I mostly agree but think you underestimate the “contexts where we actually want visual interaction” - a screen is not just for consuming visual media. It might be that all input is spoken, but output will always need a screen, because spoken word is just incredibly low bandwidth compared to a good text layout. Imagine an order confirmation page for a complex food delivery order, where you’ve made a couple of item modifications and you’re using a promotional deal for a discount on the total price. You can take in all that info in 2 seconds if it’s nicely laid out on a screen. Compare that to having to listen carefully to a voice reciting it all for you. And same goes for things like just browsing other songs by the same artist you’re listening to. Text on a screen, with good typographical layout for fast mental processing, will still be the best output format for many use cases.
> In a few years everyone will carry a device like this one, and ...
Yes, but that device is a smartphone. I can't see a future in which standalone devices that are simply ChatGPT API shells are actually viable, unless they add some significant capabilities that a phone app or built-in phone assistant doesn't have.
A smartphone is still too difficult to use and confusing for many people. There is a large market of users that would benefit from AI tools if it can be packaged in a user-friendly way. This is the first device I've seen that seems to succeed at this, if their keynote can be trusted.
Not to mention the price. This is a fifth of the price of most flagship smartphones.
And then there are so many questions about the hardware capabilities of this device:
- where is the inference running? I don't believe it's on the device. And if it's in the cloud then why make the claim it is under 500ms? Is that just a "don't you guys have low-latency 4g at home?" moment?
- how is that tiny camera capable of parsing a small-text table with 100% accuracy? the optics just don't allow it to.
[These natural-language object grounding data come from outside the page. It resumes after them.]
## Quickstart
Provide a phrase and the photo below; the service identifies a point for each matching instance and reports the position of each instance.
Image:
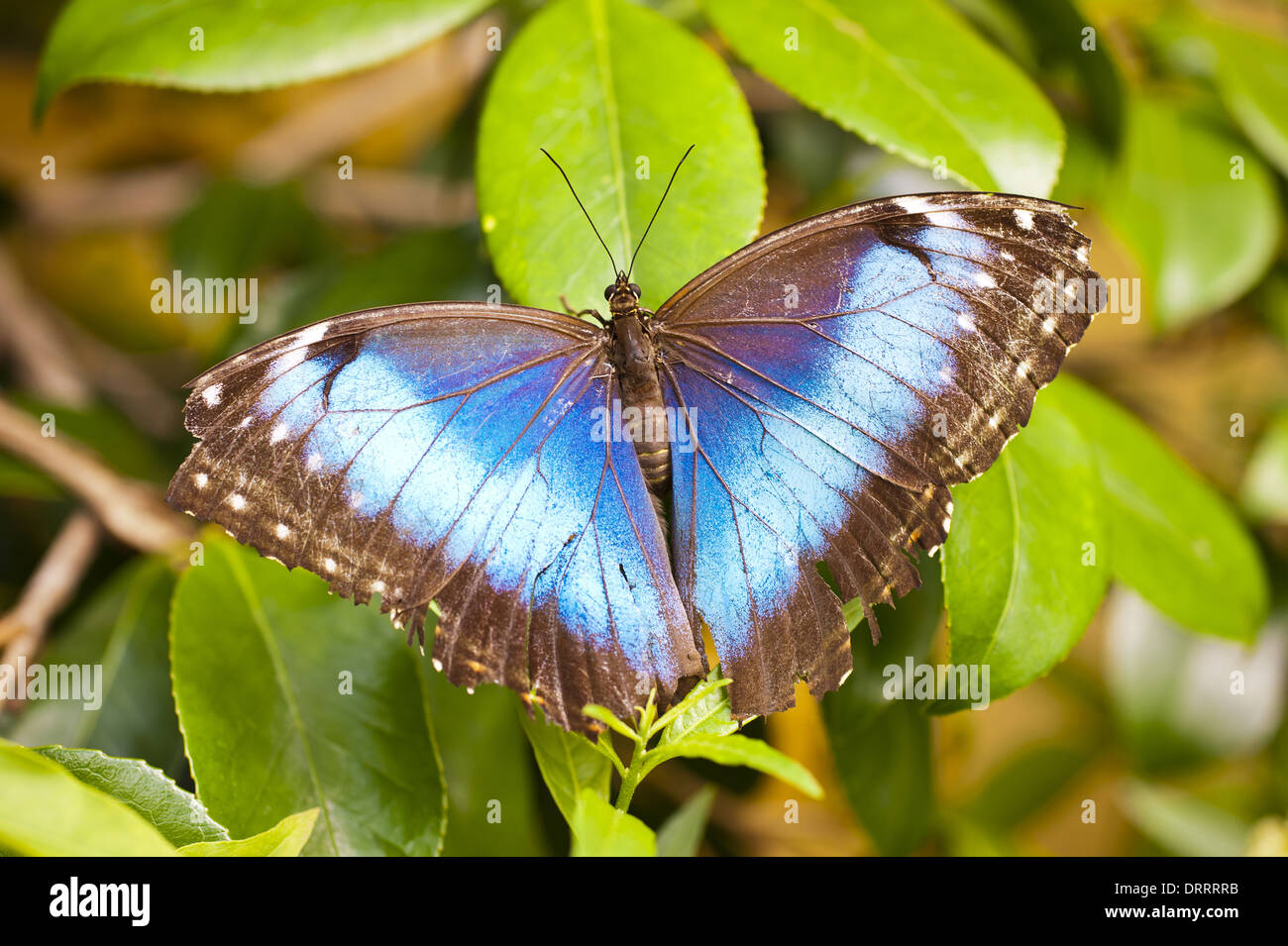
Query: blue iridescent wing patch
(449, 452)
(835, 378)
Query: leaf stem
(632, 775)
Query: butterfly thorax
(643, 412)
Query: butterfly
(580, 501)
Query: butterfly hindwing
(837, 377)
(450, 452)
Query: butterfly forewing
(837, 377)
(450, 452)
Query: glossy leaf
(123, 628)
(290, 699)
(681, 835)
(601, 830)
(644, 90)
(490, 786)
(1263, 491)
(880, 747)
(1202, 235)
(570, 765)
(283, 839)
(176, 813)
(738, 751)
(47, 811)
(1171, 537)
(917, 81)
(1171, 690)
(887, 771)
(1024, 566)
(907, 631)
(1060, 44)
(243, 44)
(1252, 77)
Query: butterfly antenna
(656, 213)
(583, 210)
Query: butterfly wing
(450, 452)
(835, 378)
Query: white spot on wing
(913, 205)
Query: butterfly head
(622, 296)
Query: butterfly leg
(579, 313)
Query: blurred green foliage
(1167, 125)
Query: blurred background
(1138, 719)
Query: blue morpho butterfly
(583, 498)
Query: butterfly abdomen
(643, 417)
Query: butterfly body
(634, 356)
(583, 501)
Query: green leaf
(907, 631)
(606, 86)
(244, 44)
(702, 712)
(235, 229)
(887, 771)
(1025, 783)
(1171, 537)
(1181, 824)
(47, 811)
(489, 779)
(123, 628)
(1252, 77)
(283, 839)
(1024, 566)
(737, 751)
(912, 77)
(1263, 491)
(1171, 690)
(881, 748)
(1201, 236)
(601, 830)
(568, 762)
(176, 813)
(1059, 47)
(291, 699)
(681, 835)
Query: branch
(430, 84)
(48, 589)
(40, 356)
(129, 510)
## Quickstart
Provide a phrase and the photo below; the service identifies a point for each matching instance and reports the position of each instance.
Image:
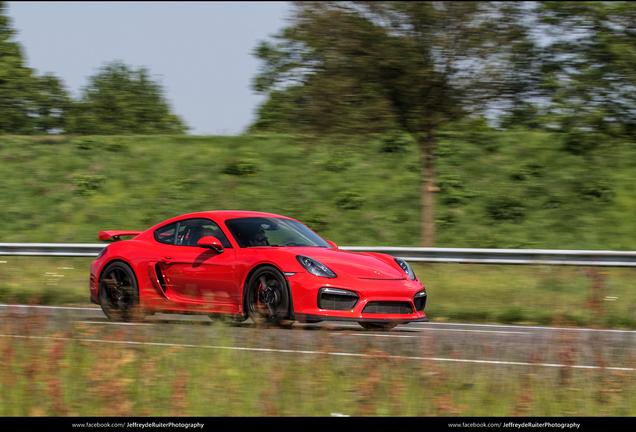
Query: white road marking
(440, 359)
- what's the battery life with that kind of usage? If inference is running on device it must be very low. Just thinking that my GPU pulls 50-100W on average (with spikes to 200W) just to suggest code I still don't think rabbit is doing anything on device. If it's cloud based then 4g is also a battery destroyer. Maybe that's why the device is so big: huge battery inside.
The "teach" session was definitely cool. But at this point it must be magic because there's no way that thing browsed to a discord server, authenticated with hallucinated credentials and it just worked.